The Democratic attorneys general of California and MA filed similar suits later Friday. The organization's senior staff attorney Brigitte Amiri called the administration's rules "blatantly unconstitutional". But JoDee Winterhof of the Human Rights Campaign, a national LGBT-rights group, depicted the two directives as "an all-out assault, on women, LGBT people and others" as the administration fulfilled a "wish list" of the religious right. Schakowsky joined other IL politicians in criticizing President Donald Trump's rollback of birth control coverage.

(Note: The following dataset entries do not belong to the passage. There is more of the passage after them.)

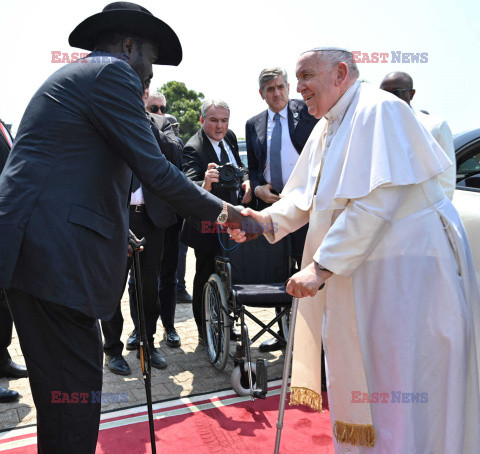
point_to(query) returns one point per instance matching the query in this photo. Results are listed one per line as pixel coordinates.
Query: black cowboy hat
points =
(130, 17)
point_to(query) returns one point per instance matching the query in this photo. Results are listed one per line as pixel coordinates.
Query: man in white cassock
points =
(399, 314)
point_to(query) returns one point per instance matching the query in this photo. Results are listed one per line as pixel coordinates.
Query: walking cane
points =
(145, 360)
(286, 371)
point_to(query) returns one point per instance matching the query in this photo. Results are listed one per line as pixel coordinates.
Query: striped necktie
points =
(275, 155)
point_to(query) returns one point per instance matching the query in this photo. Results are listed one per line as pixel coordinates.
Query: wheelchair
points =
(252, 274)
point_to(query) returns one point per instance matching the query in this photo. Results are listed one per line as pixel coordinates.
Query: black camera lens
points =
(228, 174)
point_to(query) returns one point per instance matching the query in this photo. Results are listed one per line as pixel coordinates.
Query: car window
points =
(470, 166)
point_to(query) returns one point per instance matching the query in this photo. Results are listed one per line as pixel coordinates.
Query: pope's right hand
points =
(265, 193)
(262, 223)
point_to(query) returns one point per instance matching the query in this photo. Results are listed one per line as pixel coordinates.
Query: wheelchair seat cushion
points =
(262, 295)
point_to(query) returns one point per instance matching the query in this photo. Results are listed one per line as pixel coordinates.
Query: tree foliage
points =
(185, 105)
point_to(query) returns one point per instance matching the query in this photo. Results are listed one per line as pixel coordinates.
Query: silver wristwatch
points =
(223, 216)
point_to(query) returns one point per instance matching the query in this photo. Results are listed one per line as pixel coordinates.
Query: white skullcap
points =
(327, 48)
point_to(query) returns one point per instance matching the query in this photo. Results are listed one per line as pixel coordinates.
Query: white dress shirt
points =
(288, 152)
(218, 150)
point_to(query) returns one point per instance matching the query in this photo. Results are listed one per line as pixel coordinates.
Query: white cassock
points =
(440, 131)
(400, 314)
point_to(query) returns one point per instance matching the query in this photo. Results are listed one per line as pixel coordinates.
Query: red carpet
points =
(215, 423)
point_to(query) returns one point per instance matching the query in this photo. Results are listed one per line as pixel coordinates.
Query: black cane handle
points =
(134, 241)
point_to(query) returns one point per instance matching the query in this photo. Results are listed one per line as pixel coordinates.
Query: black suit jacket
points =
(65, 188)
(4, 148)
(300, 125)
(197, 154)
(162, 214)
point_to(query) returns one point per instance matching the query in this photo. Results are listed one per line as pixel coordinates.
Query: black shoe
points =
(132, 341)
(158, 361)
(172, 339)
(117, 364)
(13, 370)
(183, 297)
(271, 345)
(7, 395)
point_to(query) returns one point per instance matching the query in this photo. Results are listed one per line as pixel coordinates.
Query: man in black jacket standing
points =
(149, 217)
(275, 139)
(7, 367)
(64, 212)
(213, 145)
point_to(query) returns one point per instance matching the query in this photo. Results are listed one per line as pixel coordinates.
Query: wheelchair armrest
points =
(294, 264)
(224, 270)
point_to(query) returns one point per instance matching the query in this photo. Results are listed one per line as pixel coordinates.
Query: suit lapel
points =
(293, 118)
(261, 130)
(234, 150)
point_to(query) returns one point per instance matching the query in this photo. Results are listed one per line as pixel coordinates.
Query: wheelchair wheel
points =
(240, 381)
(216, 322)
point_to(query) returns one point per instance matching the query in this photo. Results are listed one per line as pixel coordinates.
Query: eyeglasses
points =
(398, 91)
(154, 109)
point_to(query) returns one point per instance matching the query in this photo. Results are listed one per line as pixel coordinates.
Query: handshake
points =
(245, 224)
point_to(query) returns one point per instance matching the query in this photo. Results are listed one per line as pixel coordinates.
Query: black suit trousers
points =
(6, 325)
(150, 263)
(205, 266)
(168, 283)
(63, 353)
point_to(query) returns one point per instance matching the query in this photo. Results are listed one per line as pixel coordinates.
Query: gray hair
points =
(332, 56)
(269, 74)
(213, 102)
(159, 95)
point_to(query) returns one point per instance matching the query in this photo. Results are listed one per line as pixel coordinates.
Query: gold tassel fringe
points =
(305, 396)
(354, 434)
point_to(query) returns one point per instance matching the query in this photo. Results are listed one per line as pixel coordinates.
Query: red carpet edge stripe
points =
(17, 438)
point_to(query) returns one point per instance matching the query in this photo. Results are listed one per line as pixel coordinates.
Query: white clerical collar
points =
(342, 104)
(283, 113)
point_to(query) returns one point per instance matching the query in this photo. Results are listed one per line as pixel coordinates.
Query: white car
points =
(467, 194)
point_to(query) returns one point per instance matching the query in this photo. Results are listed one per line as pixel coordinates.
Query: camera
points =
(230, 177)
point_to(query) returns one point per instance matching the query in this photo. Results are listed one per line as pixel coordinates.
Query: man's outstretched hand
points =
(244, 224)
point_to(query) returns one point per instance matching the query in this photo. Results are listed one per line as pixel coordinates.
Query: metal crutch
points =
(286, 371)
(145, 360)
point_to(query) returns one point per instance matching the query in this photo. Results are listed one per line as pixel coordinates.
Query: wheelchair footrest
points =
(261, 389)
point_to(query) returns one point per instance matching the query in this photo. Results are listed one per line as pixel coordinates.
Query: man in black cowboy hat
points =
(64, 212)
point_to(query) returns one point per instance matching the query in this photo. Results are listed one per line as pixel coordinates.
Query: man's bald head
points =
(400, 84)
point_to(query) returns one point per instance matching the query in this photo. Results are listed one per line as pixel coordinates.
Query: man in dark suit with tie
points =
(275, 139)
(7, 367)
(149, 217)
(64, 212)
(213, 145)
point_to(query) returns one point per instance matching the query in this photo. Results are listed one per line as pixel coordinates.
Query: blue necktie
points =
(223, 153)
(275, 157)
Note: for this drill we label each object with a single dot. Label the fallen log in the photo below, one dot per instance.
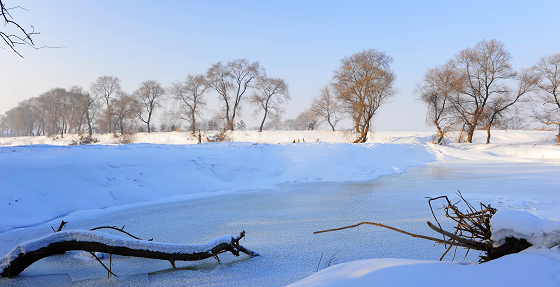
(26, 253)
(472, 231)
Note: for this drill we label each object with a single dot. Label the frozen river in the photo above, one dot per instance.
(279, 225)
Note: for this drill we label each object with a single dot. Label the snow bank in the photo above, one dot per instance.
(87, 180)
(511, 270)
(541, 233)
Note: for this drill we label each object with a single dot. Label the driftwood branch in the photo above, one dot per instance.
(118, 229)
(472, 230)
(398, 230)
(25, 254)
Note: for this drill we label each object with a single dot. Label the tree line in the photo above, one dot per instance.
(477, 88)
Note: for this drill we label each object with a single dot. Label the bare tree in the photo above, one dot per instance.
(189, 94)
(326, 107)
(497, 106)
(363, 83)
(125, 108)
(483, 70)
(20, 35)
(269, 95)
(548, 71)
(106, 87)
(148, 95)
(435, 91)
(87, 106)
(231, 81)
(306, 120)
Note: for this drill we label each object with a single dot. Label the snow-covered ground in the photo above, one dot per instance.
(43, 181)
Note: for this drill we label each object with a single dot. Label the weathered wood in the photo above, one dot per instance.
(14, 266)
(401, 231)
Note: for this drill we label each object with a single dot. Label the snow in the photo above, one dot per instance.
(43, 181)
(541, 233)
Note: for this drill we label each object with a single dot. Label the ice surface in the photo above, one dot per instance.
(279, 194)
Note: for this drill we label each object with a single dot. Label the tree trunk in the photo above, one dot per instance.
(558, 135)
(262, 123)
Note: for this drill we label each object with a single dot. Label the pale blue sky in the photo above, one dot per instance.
(300, 41)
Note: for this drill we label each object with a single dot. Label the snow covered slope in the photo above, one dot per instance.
(85, 180)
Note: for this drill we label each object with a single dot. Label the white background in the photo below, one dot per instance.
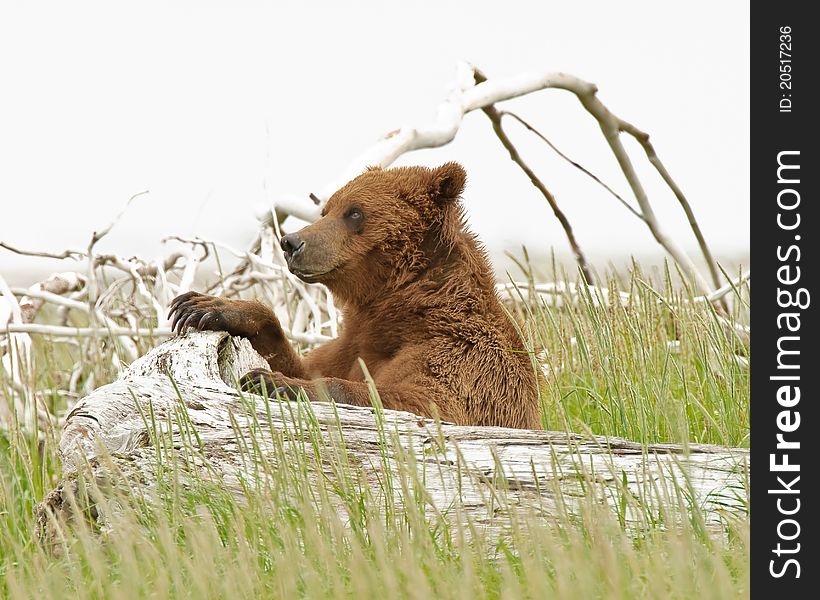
(218, 107)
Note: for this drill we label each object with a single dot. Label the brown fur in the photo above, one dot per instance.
(419, 303)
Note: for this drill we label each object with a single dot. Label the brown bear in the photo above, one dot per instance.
(419, 304)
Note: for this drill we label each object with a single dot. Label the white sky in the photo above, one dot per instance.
(217, 107)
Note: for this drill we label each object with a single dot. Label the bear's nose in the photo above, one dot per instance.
(292, 244)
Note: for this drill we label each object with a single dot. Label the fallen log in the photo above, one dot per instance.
(482, 474)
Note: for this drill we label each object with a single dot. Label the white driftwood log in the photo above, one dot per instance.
(542, 470)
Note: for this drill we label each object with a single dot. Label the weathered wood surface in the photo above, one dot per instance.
(543, 471)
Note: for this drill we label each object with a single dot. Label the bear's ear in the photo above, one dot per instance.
(447, 182)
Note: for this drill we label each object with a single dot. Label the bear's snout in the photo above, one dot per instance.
(292, 245)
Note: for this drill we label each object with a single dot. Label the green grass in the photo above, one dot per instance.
(298, 536)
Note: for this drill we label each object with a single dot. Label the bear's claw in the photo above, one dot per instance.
(261, 383)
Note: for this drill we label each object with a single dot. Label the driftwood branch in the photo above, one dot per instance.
(467, 469)
(495, 118)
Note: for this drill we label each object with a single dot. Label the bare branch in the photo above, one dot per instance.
(505, 113)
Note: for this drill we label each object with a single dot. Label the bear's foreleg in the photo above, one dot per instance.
(357, 393)
(247, 318)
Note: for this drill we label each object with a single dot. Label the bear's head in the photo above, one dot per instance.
(379, 229)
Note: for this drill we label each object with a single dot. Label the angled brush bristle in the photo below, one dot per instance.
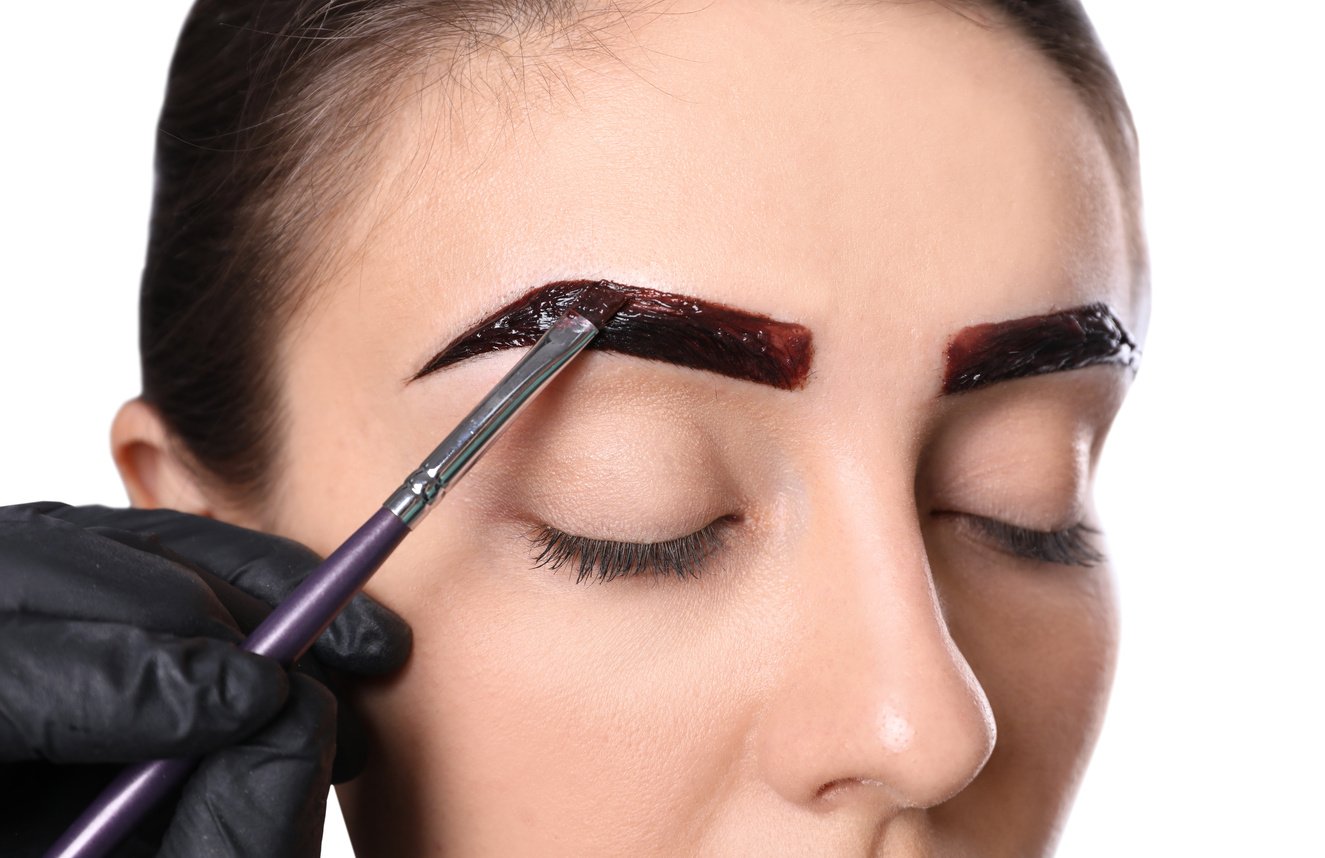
(599, 302)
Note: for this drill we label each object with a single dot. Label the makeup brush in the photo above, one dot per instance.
(289, 630)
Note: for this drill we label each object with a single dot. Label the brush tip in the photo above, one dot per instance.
(599, 302)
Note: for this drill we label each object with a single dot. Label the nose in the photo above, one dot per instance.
(877, 707)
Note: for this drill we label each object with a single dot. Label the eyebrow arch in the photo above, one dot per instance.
(653, 325)
(1071, 339)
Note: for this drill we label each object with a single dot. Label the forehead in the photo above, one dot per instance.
(892, 162)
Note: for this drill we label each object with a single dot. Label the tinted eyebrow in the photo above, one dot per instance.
(653, 325)
(1056, 342)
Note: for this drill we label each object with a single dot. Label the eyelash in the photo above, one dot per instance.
(1071, 546)
(604, 559)
(683, 558)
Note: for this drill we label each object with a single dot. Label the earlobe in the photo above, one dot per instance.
(151, 466)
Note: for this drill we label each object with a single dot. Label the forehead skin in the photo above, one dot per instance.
(893, 162)
(883, 174)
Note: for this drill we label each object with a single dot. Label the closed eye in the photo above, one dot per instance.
(1071, 546)
(604, 560)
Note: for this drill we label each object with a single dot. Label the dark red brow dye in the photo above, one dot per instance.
(653, 325)
(1083, 336)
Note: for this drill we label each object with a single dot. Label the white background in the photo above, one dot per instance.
(1210, 483)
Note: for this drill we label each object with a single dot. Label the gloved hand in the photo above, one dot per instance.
(118, 633)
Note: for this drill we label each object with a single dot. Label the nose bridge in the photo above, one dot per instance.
(879, 702)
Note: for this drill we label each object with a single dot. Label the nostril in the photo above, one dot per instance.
(838, 791)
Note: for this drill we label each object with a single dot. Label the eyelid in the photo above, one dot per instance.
(606, 559)
(1069, 546)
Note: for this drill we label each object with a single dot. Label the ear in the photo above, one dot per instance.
(153, 468)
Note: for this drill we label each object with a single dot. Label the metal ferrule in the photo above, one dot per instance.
(459, 452)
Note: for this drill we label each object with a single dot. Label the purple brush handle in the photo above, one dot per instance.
(286, 633)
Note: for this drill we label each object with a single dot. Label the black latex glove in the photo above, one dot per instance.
(118, 633)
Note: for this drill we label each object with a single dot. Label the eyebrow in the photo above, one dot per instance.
(653, 325)
(1071, 339)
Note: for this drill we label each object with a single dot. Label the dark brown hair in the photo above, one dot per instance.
(270, 105)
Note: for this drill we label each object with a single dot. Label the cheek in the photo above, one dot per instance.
(530, 699)
(1043, 645)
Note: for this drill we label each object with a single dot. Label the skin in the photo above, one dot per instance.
(856, 671)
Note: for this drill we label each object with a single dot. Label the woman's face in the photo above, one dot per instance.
(861, 667)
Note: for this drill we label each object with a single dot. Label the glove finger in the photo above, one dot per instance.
(101, 693)
(366, 638)
(268, 795)
(57, 570)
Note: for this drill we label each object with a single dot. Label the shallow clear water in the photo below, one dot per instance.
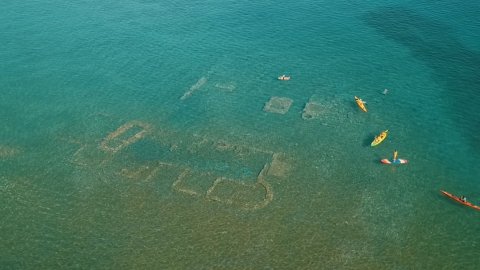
(135, 136)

The mandate saved women an estimated $1.4 billion on birth control pills alone in 2013, according to the center.

Women use birth control for so many reasons that aren't all talked about. For many women, this policy change could make it extremely hard to get treatment for these health issues. Some women use it because their menstrual cycle is irregular and causes further health implications.

Let's be clear: Birth control is a basic health care service, one almost nine in ten women in America will use in her lifetime. Instead of preventing women from attaining birth control, we should instead inform and provide the option for them to have access to it.

Unfortunately, the Trump administration isn't the first to politicize birth control. But it is the birth-control mandate itself that should be scrapped.

Friday's move comes more than three years after the US Supreme Court ruled that "closely held corporations" - in that case, Hobby Lobby - could be exempt from providing certain kinds of birth control to their employees. America is made of a myriad of religious beliefs.

"I'll also be signing something probably this week which is going to go a long way to take care of numerous people that have been so badly hurt on health care", Trump told reporters in the Oval Office. "It simply summarizes the state of the law as it exists today".

The Trump administration has approved a request by West Virginia to expand Medicaid coverage for treatment of substance abuse disorders, state officials announced Tuesday.

On Tuesday, Oklahoma Insurance Commissioner John D. Doak applauded the decision. They cited religious freedoms as the reason. "The government should not force anyone to compromise their faith, and the new rules will allow businesses to focus on their goals and mission without fear of legal battles".